🤖 AI Summary
Existing graph diffusion models suffer from limited discriminative capability across specific graph families due to architecture-imposed inductive biases, primarily stemming from the non-uniqueness of node orderings in adjacency matrices.
Method: We propose a spectral learning framework that shifts inductive bias from network architecture to diffusion dynamics. For the first time, we integrate random matrix theory with Dyson Brownian motion to analytically model the spectral evolution of adjacency matrices. Our approach employs Dyson diffusion—formulated as an Ornstein–Uhlenbeck process—combined with spectral decomposition and permutation-invariance constraints for generative modeling.

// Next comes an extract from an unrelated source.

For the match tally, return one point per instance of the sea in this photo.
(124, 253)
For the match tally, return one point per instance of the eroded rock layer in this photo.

Contribution/Results: The method strictly enforces permutation-invariant spectral representations while preserving non-spectral structural information. Experiments demonstrate substantial improvements in spectral structure modeling accuracy, achieving superior performance over state-of-the-art graph diffusion methods on canonical graph family discrimination tasks.
📝 Abstract
Diffusion models are central to generative modeling and have been adapted to graphs by diffusing adjacency matrix representations. The challenge of having up to $n!$ such representations for graphs with $n$ nodes is only partially mitigated by using permutation-equivariant learning architectures. Despite their computational efficiency, existing graph diffusion models struggle to distinguish certain graph families, unless graph data are augmented with ad hoc features. This shortcoming stems from enforcing the inductive bias within the learning architecture. In this work, we leverage random matrix theory to analytically extract the spectral properties of the diffusion process, allowing us to push the inductive bias from the architecture into the dynamics. Building on this, we introduce the Dyson Diffusion Model, which employs Dyson's Brownian Motion to capture the spectral dynamics of an Ornstein-Uhlenbeck process on the adjacency matrix while retaining all non-spectral information. We demonstrate that the Dyson Diffusion Model learns graph spectra accurately and outperforms existing graph diffusion models.